Tennessee executed Stephen Michael West on Thursday night, making him the third person executed by electric chair in the state since November. The Tennessee Department of Correction announced the 56 year old’s death time as 7:27 p.m. CST.

West is the fifth person put to death by the state since August 2018; two other people were put to death in Tennessee by lethal injection in the same time period.

West was sentenced to death after being found guilty in of the deaths of 51-year-old Wanda Romines and her 15-year-old daughter, Sheila Romines, in 1986, as well as the rape of the teenager, according to the Associated Press. West’s lawyers say West did rape the younger Romines, but the pair was stabbed by West’s accomplice, Ronnie Martin, the Tennessean reported earlier this month.

Martin was a minor at the time of the crimes, pled guilty to two counts of first-degree murder, and is serving a life sentence with parole eligibility in 2030, according to the newspaper. Martin was 17 at the time of the crime, while West was 23, the Associated Press reported.

West’s lawyers pleaded to Tennessee Gov. Bill Lee for clemency in July. The petition posited that West was not in a position “to deal with the terrible situation he found himself in.” The clemency petition argued that childhood abuse aggravated West’s severe mental illness. “An important question is, if Steve did not intend for either victim to be killed, how could he just stand by and watch while Martin did? The answer to this question lies in Steve’s own tragic background,” the petition stated, according to the Tennessean.

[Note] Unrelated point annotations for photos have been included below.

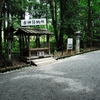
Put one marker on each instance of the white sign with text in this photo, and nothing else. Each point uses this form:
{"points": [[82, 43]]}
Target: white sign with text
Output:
{"points": [[30, 22], [70, 44]]}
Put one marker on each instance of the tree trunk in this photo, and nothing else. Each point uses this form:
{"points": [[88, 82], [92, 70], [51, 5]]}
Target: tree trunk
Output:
{"points": [[89, 25], [1, 4]]}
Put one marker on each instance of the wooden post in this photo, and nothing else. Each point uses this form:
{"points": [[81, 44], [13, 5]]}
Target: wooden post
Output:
{"points": [[48, 43], [29, 45], [9, 49]]}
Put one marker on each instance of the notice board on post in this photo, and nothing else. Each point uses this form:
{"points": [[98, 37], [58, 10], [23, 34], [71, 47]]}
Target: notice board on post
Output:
{"points": [[69, 43]]}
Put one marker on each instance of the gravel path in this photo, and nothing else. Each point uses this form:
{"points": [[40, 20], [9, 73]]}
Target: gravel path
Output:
{"points": [[73, 78]]}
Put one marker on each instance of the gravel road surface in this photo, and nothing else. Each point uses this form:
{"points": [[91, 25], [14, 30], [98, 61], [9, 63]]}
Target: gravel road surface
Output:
{"points": [[73, 78]]}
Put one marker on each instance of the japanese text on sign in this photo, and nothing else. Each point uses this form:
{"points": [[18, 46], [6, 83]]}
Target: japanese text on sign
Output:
{"points": [[30, 22], [70, 43]]}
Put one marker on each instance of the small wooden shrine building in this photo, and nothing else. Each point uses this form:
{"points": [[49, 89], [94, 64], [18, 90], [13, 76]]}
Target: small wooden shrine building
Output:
{"points": [[24, 34]]}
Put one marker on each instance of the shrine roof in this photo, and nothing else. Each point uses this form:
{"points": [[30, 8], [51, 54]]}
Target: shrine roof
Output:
{"points": [[32, 31]]}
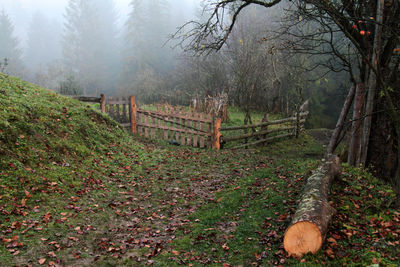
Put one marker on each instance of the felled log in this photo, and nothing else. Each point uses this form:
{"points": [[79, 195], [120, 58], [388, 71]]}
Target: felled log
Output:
{"points": [[309, 225]]}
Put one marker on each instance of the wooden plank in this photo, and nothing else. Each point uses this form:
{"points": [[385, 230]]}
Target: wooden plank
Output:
{"points": [[189, 135], [153, 129], [216, 134], [116, 101], [183, 134], [244, 136], [179, 116], [202, 129], [211, 130], [118, 112], [177, 125], [166, 131], [286, 120], [124, 114], [111, 110], [133, 114], [195, 135], [139, 123], [89, 99], [269, 139], [103, 103], [146, 128]]}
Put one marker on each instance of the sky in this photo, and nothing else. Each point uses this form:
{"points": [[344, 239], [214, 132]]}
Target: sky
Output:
{"points": [[21, 11]]}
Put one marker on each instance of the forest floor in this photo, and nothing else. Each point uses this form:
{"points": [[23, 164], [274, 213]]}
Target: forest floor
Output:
{"points": [[77, 190]]}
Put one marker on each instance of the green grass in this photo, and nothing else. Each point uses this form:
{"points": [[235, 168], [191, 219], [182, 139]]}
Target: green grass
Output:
{"points": [[78, 190]]}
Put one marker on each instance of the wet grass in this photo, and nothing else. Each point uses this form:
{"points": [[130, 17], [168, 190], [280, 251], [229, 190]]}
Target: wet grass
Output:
{"points": [[77, 190]]}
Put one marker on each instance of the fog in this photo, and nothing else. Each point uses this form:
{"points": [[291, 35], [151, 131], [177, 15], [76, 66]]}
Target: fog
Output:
{"points": [[90, 45], [123, 47]]}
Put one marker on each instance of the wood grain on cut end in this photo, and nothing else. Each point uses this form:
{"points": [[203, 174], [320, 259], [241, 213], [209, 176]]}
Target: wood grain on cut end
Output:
{"points": [[302, 238]]}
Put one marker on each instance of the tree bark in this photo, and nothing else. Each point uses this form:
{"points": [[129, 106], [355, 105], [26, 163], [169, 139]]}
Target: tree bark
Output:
{"points": [[355, 141], [372, 83], [333, 143], [309, 225]]}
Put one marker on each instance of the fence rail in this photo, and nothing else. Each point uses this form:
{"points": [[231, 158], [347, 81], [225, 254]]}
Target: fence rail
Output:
{"points": [[191, 128], [287, 127]]}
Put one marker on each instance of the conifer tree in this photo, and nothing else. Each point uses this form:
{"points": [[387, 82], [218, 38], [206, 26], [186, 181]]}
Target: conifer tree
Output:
{"points": [[9, 46], [89, 44]]}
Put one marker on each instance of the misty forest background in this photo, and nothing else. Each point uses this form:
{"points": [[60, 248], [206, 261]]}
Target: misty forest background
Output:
{"points": [[92, 51]]}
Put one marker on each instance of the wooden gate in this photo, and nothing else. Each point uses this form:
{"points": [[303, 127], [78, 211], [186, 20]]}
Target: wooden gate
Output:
{"points": [[170, 123]]}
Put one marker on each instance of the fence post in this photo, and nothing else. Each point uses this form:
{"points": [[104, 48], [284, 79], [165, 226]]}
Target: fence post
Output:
{"points": [[132, 107], [297, 124], [216, 134], [103, 103]]}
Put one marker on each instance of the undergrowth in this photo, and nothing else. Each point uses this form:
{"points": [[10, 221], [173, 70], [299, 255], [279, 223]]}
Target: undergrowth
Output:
{"points": [[76, 189]]}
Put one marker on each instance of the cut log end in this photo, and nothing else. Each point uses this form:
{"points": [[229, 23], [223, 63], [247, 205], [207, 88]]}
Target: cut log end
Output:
{"points": [[302, 238]]}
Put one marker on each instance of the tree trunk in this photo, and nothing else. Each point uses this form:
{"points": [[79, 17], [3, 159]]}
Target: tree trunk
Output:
{"points": [[309, 225], [333, 143], [372, 83], [355, 141]]}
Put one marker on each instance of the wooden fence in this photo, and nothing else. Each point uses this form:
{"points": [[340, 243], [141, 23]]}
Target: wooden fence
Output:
{"points": [[192, 128], [264, 133], [167, 123]]}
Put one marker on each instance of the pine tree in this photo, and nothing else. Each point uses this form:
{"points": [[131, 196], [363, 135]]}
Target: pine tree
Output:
{"points": [[90, 48], [43, 42], [146, 32], [9, 46]]}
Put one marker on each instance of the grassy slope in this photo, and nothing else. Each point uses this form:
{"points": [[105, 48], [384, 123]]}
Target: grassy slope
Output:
{"points": [[77, 190]]}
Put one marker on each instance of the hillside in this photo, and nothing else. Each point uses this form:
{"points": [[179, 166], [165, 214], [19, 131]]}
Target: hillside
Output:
{"points": [[78, 190]]}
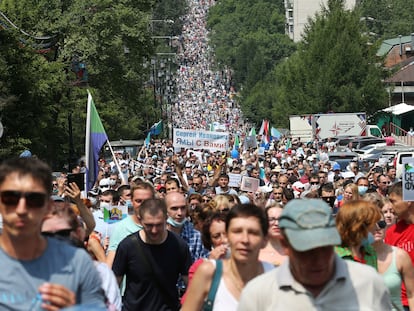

The Tennessean reported that West began to cry as he said the final words from the electric chair: “In the beginning, God created man. And Jesus wept. That’s all.”

West chose to have his death executed via electrocution in place of lethal injection, the newspaper reported. West and the three other people who chose electrocution over lethal injection “had participated in lawsuits challenging Tennessee’s lethal injection protocol,” according to the Tennessean.